Identifying Comprehensive Deep Retrofit Value
The small buildings Retrofit finance work also provided the final stimulus to look not just at risk and its links to financing, but more broadly at value. Good, deep green buildings such as those resulting from a deep retrofit are more comfortable, productive, marketable, attractive to recruits, supportive of corporate sustainability-linked brands, and many other great things. Many such values are hard to quantify. But since the real estate industry has very well established techniques for handling other hard to quantify but still vital factors—such as location, or marble lobbies, or fast elevators—why not get these value drivers into the decisions? Everyone would be better served if we did: owners, brokers, tenants, and the planet.
Scott Muldavin, who literally wrote the book on this topic, joined RMI in 2011 to help us and now serves as an advisor and collaborator.
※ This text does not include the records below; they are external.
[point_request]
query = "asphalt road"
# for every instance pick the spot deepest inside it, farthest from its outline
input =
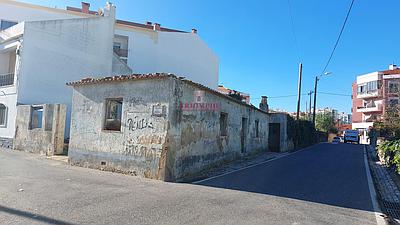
(325, 184)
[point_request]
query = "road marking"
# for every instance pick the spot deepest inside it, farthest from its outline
(247, 167)
(378, 213)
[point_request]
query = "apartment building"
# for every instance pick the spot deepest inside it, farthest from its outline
(373, 93)
(43, 48)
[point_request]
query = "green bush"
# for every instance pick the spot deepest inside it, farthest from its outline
(389, 151)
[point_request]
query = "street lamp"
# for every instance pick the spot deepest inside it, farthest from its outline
(315, 92)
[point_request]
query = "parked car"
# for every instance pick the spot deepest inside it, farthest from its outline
(351, 136)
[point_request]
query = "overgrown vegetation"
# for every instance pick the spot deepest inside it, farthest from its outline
(301, 132)
(389, 151)
(325, 122)
(389, 127)
(236, 95)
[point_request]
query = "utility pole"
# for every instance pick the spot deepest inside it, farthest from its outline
(315, 98)
(299, 91)
(309, 111)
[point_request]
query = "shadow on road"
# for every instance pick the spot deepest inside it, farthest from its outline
(32, 216)
(332, 174)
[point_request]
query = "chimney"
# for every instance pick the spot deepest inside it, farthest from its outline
(392, 66)
(85, 7)
(156, 26)
(264, 104)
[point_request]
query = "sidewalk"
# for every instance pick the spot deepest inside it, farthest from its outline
(237, 164)
(387, 191)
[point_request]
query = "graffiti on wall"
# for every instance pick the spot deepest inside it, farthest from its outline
(143, 151)
(139, 123)
(145, 133)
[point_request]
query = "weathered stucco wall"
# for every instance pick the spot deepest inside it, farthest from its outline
(46, 140)
(171, 142)
(140, 147)
(197, 137)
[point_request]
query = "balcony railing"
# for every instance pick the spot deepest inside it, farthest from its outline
(369, 94)
(121, 52)
(6, 79)
(375, 108)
Our RetroFit Value Model, in a first version aimed at owner-occupants (half of the market), is due out in January 2014. Thoroughly reviewed and very well received by those in the field of sustainability and real estate finance, it lays out the logic, research, insight, and clear methodologies for capturing all the value components of a highly efficient building, to enable better and wiser deals to be made. RMI is of course using the framework in its own real estate planning. And we plan to share the work broadly with the help of friends like Urban Land Institute, BOMA, CoreNet Global, and many others. We also hope to find support to expand this approach to investors and brokers and specialty markets like universities and the GSA, where the tools will need some adjustment.
We are by no means done with the process of driving more capital, more portfolio strategy, and more aggressive campus goals and progress into the U.S. energy system. The stakes are huge and the timing is critical. Without strong savings in buildings, U.S. electricity and gas use will continue to grow, and new, long-lasting but regrettable investments in fossil-fueled electricity and natural gas distribution systems will be made. Those would be investments we do not need, because less money can bring permanent savings via efficiency, with no inflation or risk. Such fossil-fuel investments would likewise be ones the planet cannot afford, because the unnecessary electric plant WOULD of course be used, to the detriment of all who could have been richer, more comfortable, and more productive without it.